Forex headlines for July 2, 2014:
- June 2014 US ADP employment report 281k vs 200k exp
- US May factory orders -0.5% vs -0.3% expected
- Yellen says Fed trying to identify ‘new threats’
- Gallup US job creation index holds at six-year high
- Libyan rebels strike deal to reopen two key oil ports
- German minister says Ukraine, Russia and France talks have found way to ceasefire
- June Canadian RBC manufacturing 53.5 PMI vs 52.2 prior
- ISM New York 60.5 vs 55.3 prior
- BOE’s Haldane sees a risk that asset prices could be ‘over-egged’
- Chinese Premier Li says it’s getting harder and more expensive to finance firms in real economy
- Yellen: Rates shouldn’t be main tool to ensure financial stability.
- UBS chief currency strategist leaves amidst cost cuts
- Gold up $2 to $1328
- WTI crude down $1.08 to $104.31
- S&P 500 trades in 4 point range, matches narrowest in 20 years
- GBP leads, AUD lags
The US dollar got a boost from strong ADP numbers but aside from a 30-pip rally in USD/JPY the market was mostly playing-wait-and-see ahead of NFP. The headlines hit with USD/JPY at 101.50 after a slide in Europe and the pair immediately rose to 101.70. Offers at the 200dma at 101.75 capped the rally but it eventually broke and we end the day near the highs at 101.82.
EUR/USD similarly fell 20 pips on the headlines but bids ahead of yesterday’s low of 1.3640 held the line and the pair chopped back up to 1.3654 in an impressive display of resilience.

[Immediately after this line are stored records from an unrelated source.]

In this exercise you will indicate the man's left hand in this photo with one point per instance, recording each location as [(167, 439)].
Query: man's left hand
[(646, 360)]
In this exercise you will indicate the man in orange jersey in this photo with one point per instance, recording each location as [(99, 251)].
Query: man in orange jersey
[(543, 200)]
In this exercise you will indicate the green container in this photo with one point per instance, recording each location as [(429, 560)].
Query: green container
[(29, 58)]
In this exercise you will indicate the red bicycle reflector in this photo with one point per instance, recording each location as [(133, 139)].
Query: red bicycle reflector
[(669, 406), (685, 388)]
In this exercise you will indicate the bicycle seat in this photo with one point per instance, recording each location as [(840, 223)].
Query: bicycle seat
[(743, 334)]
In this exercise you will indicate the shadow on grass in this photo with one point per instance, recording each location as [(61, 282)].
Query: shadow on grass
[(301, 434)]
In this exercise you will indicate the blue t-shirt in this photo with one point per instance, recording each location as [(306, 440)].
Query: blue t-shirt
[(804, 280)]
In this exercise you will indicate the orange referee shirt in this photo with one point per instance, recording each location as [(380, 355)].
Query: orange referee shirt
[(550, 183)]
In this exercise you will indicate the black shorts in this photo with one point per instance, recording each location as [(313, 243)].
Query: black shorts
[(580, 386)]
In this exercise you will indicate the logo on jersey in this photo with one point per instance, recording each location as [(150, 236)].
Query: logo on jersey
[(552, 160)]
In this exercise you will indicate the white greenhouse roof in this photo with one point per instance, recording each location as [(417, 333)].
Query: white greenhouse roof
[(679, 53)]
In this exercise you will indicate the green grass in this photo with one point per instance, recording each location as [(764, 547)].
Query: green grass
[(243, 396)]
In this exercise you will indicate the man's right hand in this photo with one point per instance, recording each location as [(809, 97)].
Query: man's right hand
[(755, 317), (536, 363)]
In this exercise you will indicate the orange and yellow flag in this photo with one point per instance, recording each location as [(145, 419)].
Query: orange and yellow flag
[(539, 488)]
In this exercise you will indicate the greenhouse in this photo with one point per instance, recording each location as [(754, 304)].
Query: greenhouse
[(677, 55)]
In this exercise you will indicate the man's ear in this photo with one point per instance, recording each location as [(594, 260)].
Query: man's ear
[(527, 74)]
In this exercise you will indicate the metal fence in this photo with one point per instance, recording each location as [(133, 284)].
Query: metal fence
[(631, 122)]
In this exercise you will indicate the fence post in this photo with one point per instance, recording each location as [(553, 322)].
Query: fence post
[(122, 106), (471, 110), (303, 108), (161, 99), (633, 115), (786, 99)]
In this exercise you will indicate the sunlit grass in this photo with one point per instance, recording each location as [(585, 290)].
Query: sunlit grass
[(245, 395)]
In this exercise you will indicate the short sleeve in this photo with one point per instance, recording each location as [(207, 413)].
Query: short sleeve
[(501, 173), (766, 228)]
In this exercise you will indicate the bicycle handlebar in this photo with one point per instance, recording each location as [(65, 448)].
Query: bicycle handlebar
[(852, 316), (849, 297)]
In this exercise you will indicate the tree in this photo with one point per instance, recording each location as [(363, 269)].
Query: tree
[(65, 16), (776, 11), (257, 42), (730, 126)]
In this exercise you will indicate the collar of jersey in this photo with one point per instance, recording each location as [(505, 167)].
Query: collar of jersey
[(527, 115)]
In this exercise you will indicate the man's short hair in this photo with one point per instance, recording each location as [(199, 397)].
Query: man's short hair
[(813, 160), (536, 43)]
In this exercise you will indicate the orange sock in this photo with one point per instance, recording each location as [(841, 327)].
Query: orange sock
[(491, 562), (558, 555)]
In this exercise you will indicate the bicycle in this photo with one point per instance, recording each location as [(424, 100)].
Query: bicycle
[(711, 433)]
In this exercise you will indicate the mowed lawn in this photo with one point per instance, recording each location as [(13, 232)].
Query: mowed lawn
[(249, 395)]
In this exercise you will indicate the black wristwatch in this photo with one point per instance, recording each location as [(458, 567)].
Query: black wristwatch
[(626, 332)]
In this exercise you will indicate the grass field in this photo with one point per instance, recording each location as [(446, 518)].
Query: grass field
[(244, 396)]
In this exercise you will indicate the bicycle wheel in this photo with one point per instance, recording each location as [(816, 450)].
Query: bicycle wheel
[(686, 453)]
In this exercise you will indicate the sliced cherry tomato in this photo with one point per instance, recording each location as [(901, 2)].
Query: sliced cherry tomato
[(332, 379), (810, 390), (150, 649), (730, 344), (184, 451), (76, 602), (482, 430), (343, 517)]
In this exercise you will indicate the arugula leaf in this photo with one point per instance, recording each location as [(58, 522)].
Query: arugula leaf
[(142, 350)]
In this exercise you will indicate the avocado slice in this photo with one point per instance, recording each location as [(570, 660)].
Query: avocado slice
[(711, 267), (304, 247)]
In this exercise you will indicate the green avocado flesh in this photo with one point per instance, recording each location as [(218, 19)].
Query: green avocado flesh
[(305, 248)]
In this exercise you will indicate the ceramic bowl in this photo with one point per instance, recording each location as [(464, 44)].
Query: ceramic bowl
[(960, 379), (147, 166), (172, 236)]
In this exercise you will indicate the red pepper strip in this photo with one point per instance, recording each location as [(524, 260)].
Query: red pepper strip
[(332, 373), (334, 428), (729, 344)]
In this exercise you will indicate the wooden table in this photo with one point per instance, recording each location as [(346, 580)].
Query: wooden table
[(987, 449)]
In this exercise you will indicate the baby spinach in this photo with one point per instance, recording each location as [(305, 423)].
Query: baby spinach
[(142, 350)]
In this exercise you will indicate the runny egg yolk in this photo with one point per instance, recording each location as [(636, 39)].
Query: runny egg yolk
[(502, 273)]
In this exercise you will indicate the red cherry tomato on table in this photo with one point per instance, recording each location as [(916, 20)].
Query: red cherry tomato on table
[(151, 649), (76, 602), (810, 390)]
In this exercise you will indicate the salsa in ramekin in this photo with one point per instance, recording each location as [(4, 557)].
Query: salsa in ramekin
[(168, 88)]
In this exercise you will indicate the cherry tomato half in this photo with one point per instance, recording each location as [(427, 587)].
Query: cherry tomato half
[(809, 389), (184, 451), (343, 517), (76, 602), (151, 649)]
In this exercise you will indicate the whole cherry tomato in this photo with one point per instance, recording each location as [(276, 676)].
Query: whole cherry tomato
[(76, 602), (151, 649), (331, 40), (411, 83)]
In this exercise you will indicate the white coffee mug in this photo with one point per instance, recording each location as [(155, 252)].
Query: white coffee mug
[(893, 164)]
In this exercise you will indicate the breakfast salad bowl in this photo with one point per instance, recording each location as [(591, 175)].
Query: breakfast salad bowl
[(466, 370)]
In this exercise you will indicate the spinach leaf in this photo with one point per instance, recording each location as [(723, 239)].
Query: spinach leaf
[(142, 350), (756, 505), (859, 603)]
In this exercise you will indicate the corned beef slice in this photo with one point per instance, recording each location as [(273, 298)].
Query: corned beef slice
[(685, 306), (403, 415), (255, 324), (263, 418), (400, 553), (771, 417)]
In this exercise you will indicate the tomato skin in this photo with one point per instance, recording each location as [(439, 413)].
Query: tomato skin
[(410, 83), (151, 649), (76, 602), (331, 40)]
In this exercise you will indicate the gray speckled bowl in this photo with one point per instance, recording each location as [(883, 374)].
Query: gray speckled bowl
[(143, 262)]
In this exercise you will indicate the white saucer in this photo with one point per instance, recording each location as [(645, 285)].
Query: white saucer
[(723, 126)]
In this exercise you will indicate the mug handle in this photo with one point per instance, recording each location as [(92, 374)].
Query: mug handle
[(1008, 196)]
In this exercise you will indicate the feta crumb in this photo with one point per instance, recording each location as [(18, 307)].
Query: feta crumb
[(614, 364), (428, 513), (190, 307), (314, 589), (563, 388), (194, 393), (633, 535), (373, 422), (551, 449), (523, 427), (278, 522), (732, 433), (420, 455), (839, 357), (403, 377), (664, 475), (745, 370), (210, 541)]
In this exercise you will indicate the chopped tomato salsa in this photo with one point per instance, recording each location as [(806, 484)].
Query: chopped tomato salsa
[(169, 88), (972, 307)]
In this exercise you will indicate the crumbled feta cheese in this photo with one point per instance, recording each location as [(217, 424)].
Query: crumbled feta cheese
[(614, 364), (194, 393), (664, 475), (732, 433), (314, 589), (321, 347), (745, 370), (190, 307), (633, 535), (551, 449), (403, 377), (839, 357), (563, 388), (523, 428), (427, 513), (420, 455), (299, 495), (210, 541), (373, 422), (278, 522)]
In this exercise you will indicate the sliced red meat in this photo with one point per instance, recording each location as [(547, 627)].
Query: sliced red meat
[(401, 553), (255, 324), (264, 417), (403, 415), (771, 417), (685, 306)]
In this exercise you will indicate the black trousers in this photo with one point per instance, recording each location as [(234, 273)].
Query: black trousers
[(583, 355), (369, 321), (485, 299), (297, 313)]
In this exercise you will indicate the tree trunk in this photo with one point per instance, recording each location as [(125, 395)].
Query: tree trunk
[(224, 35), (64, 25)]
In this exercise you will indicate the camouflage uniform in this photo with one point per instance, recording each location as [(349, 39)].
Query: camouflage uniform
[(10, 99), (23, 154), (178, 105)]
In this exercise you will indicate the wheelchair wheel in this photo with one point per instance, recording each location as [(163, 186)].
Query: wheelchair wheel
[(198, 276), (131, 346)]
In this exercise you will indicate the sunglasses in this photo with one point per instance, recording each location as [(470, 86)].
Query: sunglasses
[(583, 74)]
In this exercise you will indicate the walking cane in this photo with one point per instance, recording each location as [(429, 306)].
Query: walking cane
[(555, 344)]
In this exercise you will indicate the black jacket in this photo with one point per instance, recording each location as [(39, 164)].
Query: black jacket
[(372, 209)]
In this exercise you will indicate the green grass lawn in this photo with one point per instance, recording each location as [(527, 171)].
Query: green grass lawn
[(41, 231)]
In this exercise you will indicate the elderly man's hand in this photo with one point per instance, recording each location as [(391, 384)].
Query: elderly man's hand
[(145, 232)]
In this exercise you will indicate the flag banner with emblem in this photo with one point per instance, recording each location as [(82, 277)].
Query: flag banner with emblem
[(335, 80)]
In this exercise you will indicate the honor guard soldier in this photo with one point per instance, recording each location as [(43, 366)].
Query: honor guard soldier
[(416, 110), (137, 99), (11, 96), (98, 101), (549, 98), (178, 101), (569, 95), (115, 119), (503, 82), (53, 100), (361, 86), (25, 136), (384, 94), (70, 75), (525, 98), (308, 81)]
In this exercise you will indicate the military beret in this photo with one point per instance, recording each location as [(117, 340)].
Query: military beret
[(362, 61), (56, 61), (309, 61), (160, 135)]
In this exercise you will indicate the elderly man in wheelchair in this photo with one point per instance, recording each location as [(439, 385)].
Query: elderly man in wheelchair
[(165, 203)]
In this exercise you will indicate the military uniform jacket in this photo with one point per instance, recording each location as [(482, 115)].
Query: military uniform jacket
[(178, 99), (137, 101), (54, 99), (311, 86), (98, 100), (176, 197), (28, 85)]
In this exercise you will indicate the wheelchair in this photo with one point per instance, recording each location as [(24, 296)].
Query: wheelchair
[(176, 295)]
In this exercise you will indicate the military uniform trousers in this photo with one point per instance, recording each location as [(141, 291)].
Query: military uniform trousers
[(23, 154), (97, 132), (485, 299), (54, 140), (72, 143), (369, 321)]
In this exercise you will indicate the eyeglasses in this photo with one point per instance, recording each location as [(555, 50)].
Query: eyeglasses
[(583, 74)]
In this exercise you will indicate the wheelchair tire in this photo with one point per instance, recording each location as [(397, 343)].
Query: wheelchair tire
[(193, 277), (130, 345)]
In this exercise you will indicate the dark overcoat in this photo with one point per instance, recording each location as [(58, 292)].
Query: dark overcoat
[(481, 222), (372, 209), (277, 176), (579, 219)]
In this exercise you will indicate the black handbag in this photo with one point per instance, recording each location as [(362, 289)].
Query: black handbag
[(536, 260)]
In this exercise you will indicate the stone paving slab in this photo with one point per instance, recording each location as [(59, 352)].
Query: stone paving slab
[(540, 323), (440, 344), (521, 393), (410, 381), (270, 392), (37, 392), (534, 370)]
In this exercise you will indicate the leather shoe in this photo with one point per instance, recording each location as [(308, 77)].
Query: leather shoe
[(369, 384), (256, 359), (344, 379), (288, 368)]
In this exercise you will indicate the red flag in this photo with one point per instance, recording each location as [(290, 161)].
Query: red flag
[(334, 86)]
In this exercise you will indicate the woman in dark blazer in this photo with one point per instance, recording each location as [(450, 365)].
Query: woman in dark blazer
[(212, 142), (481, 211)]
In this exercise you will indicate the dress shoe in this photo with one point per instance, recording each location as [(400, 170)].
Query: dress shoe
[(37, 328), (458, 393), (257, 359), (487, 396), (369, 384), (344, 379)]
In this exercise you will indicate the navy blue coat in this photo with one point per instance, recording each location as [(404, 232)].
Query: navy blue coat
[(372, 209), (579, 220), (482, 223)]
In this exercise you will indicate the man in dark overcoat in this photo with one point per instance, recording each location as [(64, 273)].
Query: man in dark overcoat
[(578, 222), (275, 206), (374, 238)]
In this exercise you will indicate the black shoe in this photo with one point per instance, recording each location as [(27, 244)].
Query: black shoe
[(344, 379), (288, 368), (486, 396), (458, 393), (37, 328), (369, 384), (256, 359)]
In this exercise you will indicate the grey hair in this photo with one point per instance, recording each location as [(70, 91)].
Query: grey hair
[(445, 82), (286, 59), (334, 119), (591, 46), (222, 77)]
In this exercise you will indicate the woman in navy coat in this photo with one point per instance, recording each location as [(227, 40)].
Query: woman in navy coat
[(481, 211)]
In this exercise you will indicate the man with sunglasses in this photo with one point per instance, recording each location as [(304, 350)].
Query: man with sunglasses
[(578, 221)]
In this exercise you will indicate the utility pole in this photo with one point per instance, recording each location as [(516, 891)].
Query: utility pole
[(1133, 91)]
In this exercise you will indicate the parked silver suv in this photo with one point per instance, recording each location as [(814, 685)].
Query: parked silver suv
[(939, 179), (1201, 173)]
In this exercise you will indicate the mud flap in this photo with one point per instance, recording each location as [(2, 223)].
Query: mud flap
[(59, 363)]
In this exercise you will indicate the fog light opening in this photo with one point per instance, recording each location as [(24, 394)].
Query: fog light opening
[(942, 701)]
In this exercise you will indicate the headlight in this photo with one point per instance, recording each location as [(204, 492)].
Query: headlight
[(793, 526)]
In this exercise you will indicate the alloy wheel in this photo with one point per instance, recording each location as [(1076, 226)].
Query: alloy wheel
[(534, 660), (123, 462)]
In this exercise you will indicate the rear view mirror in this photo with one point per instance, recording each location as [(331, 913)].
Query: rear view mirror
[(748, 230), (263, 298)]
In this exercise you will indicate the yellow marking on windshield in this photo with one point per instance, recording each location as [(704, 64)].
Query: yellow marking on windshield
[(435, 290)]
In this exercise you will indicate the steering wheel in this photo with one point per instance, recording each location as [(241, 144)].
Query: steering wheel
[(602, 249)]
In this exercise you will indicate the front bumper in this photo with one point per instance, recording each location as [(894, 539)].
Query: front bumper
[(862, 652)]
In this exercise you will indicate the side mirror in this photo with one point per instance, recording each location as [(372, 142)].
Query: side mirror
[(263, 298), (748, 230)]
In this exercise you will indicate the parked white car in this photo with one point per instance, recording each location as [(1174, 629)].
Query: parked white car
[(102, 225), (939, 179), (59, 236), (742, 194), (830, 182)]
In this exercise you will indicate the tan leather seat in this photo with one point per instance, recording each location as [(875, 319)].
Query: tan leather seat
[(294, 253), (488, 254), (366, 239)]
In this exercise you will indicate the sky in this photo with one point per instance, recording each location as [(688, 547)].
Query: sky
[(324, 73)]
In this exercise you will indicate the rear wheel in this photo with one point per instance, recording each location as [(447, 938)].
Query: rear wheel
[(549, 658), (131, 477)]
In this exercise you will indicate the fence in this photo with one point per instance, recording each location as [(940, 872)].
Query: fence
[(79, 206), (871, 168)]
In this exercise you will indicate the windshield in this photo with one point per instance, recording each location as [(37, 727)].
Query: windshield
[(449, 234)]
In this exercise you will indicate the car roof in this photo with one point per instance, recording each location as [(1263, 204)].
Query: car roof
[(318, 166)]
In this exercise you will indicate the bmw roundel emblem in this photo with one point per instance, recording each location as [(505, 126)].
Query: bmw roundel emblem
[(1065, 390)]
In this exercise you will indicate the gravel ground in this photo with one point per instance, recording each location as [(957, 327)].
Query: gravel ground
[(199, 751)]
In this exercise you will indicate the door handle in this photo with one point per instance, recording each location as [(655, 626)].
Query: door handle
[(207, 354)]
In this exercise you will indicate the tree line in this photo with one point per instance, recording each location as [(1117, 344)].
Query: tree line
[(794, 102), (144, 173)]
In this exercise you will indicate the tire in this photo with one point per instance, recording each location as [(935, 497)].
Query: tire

Cable backed off a 5-year high after the ADP numbers but the dip buyers were waiting at 1.7140 and it was a quick trip back to 1.7170. The European high was 1.7177 and that remains the key line.
USD/CAD finally took a break after falling in 8 of the prior 10 days. The Canadian PMI was brushed aside and it was more of a case of an oversold bounce with a reason to buy dollars. Declines Tuesday came on a Canadian holiday and today’s move basically erased that. Last at 1.0668.
The Aussie was on its back foot after the soft trade numbers so it didn’t take much from ADP to send it to the lows of the day at 0.9429. Still, it was able to hold after the spike lower and we finish close to 0.9440.
The trade of the day was in oil. Crude was sagging yesterday and was on its knees again at 104.70 when US inventory numbers showed an unexpected build. That sparked a bounced to $105.50 but the sellers were ready and unloaded crude, selling it down to $104.36, a nearly 3 week low.